Sam and I have tickets for Much Ado about Nothing at the Wortham tonight. Had to be pushed into going because I’ve become such an old limpet clinging to the bottom of my rock.

The Greensboro play was supposed to come with a cash prize. Of course that never materialized. They gave me a cardboard check three feet long for $5000. It was a joke.

Saturday, February 4, 2017


February 3, 2017

Congress rolls back citizen protection in the environment and finance. They’re like a gang of bad children left suddenly without adult supervision.  Better poems today. They actually listened to me. Young poets are afraid of actually telling the story of the poem. They’ll present a mist of uncertain generalities and someone will ask, “What does this mean?” and the poet will say, “Well, this is about the time I lost my buddy in Iraq,” and you’ll fountain forth Why the hell didn’t you say so? Someone introduced the concept of universality without telling them how it is to be achieved.

Thursday, February 2, 2017


February 2, 2017

A rouse for Brigid the Blessed.

Venus, Mars and the moon lined up last night in the clear sky. People said Uranus was in line behind them, but he could not be seen, at least by me.

Reading fiction submissions for ___ Magazine’s fiction contest. Out of 25 entries read so far, I put one in the “Yes” column for future consideration. Made some “Maybe’s” just so the orange card of “No” wouldn’t predominate so. Lots of mediocre work.  Is this a true indication of what people are doing? Limp. I blame Trump.

Some bad poems in class yesterday, me realizing that my pedagogical technique stops being so fluid when it comes up against the need to say, “No, that’s not it at all.”  After I corrected one poem’s mass of abstract diction, a class member said, “I LIKE the abstract words. I like the fact that it is so–abstract. I like the idea that you can’t really put a meaning on it.”  What needed to be said was, “In the world of the academic, that is one of the very few opinions which is absolutely wrong. always, in every context, and which cannot be countenanced in a serious classroom.” I don’t remember what I did, in fact, say. It wasn’t that.

My body spends its days digesting its own blood and wringing the fluids out of me so I stagger around in a daze and can’t sing more than fifteen minutes without my throat becoming a desert within a desert.  Only anger keeps me moving.

Lilac crocus have been blooming for weeks, recently joined by yellow. DJ says my daffodils at the old house are in bud.
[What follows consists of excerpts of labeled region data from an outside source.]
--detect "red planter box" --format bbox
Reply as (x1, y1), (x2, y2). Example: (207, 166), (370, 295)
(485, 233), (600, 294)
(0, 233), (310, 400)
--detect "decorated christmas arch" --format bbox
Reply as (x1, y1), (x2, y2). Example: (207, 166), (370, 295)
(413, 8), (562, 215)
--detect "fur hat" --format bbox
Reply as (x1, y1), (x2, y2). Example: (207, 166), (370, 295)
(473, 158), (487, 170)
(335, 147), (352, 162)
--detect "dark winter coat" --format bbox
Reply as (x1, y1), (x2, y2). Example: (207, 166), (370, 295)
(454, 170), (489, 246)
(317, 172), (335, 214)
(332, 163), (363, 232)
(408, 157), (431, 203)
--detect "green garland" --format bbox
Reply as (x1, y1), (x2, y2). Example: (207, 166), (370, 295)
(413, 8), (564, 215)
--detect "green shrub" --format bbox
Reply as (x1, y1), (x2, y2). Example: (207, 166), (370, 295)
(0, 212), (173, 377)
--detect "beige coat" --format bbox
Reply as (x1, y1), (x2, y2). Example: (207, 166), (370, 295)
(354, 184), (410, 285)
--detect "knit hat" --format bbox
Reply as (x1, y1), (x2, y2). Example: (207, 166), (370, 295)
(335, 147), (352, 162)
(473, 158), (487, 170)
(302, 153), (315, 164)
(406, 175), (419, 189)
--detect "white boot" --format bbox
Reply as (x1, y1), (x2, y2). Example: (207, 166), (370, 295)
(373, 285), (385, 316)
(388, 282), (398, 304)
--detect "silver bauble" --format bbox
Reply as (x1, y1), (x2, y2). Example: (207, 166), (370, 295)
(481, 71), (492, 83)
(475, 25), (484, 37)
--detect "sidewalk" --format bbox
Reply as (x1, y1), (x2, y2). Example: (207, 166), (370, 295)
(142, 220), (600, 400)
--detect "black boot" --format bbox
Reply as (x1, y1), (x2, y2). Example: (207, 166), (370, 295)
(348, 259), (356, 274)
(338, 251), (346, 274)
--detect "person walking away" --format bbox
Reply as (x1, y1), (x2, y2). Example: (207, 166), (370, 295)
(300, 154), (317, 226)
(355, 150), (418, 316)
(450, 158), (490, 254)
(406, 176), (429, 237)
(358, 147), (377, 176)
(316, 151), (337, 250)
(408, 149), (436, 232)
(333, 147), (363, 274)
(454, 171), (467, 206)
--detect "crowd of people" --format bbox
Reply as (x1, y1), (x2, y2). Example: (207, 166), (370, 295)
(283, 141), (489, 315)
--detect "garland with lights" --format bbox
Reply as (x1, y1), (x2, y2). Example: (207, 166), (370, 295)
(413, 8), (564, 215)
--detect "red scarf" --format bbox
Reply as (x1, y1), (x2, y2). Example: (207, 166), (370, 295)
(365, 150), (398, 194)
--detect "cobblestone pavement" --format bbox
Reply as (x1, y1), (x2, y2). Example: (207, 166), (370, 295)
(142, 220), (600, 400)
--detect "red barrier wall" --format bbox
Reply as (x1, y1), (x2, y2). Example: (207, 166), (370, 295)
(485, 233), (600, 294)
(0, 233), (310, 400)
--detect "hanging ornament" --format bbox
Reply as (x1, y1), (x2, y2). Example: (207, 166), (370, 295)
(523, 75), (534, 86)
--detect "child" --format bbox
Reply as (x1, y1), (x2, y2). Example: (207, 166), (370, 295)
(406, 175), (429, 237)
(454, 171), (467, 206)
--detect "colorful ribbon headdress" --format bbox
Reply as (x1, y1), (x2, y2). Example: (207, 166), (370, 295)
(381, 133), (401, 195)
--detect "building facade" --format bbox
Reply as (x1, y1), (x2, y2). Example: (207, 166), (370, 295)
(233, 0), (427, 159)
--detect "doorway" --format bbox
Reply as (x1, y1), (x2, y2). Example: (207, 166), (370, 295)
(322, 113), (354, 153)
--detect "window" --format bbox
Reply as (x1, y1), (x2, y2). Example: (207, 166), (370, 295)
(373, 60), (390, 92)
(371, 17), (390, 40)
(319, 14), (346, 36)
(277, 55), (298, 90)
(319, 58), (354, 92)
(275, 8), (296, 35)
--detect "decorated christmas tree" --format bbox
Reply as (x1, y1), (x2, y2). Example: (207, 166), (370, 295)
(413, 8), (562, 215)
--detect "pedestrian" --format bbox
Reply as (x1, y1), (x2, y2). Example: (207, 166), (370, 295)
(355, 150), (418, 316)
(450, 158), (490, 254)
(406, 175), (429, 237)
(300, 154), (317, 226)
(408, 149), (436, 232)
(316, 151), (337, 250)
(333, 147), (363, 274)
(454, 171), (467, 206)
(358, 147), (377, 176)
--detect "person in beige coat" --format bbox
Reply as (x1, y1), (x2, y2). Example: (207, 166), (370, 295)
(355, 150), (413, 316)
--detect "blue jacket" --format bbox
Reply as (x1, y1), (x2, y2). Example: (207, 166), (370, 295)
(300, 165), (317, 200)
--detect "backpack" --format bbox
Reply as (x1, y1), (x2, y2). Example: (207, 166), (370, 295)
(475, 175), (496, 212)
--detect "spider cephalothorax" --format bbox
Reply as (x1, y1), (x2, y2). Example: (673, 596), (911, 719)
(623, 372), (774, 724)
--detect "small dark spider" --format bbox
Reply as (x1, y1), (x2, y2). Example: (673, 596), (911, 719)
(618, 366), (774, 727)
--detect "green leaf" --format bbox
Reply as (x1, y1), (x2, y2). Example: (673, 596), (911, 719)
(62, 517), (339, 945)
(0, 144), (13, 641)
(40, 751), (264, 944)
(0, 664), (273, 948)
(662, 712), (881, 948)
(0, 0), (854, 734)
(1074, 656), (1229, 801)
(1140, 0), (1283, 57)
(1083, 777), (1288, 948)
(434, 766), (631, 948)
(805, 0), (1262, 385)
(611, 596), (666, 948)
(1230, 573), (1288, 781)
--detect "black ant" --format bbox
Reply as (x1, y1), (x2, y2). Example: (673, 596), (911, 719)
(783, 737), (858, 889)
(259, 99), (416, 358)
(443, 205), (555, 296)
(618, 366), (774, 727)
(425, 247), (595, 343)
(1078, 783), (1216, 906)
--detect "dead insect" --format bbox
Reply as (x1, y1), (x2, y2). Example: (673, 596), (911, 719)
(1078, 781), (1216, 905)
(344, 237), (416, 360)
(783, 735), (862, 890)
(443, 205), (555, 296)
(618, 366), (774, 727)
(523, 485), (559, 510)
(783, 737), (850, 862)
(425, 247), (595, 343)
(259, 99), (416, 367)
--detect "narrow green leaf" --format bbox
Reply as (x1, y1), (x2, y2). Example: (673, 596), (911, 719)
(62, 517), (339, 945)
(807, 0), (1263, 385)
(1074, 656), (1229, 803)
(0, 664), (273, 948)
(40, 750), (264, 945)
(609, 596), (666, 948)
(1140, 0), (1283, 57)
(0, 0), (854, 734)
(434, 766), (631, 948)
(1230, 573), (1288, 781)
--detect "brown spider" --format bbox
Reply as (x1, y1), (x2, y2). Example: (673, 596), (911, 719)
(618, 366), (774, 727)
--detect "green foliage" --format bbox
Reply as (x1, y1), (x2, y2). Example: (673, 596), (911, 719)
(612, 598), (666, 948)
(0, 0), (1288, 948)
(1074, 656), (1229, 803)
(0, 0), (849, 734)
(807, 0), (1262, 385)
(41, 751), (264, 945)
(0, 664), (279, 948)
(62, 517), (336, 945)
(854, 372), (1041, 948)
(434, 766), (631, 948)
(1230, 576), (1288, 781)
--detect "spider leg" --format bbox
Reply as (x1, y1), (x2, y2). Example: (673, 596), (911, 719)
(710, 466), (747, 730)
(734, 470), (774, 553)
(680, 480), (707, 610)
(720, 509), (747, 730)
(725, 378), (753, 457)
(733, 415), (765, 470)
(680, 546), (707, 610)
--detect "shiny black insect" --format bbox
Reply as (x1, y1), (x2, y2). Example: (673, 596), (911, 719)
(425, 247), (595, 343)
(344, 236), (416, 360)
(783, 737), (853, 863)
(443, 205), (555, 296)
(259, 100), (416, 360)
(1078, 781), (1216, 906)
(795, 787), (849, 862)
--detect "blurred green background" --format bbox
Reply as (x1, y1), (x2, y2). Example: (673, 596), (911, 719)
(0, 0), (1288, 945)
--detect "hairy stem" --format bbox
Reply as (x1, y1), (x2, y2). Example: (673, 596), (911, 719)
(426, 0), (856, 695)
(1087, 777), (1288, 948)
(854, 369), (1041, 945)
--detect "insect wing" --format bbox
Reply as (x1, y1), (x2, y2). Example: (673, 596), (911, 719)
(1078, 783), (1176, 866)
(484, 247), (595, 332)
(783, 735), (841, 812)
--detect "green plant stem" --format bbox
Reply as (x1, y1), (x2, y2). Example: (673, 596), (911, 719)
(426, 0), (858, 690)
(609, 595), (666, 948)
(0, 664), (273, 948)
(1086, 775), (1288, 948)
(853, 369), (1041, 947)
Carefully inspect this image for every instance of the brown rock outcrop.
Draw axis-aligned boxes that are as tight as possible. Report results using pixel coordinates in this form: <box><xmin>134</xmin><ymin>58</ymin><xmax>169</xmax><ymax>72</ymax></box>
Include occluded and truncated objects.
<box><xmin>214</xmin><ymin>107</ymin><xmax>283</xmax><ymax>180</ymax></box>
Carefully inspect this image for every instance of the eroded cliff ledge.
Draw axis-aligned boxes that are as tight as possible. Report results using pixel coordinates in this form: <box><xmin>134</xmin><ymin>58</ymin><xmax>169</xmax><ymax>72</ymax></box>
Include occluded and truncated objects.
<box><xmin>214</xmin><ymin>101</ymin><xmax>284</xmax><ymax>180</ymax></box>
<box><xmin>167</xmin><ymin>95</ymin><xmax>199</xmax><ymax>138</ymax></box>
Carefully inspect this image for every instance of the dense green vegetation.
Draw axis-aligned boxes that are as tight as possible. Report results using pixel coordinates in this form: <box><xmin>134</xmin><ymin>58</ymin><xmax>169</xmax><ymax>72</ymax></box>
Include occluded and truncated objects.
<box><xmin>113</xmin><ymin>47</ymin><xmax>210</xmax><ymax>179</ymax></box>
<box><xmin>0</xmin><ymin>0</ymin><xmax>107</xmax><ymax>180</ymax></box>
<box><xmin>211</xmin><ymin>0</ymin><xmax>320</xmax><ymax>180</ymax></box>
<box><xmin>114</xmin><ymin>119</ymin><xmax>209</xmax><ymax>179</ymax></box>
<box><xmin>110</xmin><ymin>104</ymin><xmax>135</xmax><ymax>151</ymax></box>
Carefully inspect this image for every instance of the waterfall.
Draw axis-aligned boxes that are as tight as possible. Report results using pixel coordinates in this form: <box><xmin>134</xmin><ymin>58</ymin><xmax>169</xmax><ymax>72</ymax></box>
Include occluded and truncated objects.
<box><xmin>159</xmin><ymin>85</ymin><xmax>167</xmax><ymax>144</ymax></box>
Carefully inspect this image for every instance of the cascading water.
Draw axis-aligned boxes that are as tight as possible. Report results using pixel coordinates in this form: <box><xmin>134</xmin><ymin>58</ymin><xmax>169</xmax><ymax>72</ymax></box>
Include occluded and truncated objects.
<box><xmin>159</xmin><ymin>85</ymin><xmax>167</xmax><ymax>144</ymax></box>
Phone call to J last night. Relief and joy, the sound of his voice just like old times. He was suffering all that time, and hid it from me.

February 1, 2017

For me, the Boy was a prefiguration of Trump, an ill-qualified narcissist dismantling a working institution without consultation with and in eventual defiance of his betters. Those who try to save them from their mistakes are treated as traitors.  It does no good to point out the destruction they cause, because it is THEIR destruction and therefore sacred. The mills of the gods grind slow, but in these cases I pray they grind exceeding fine.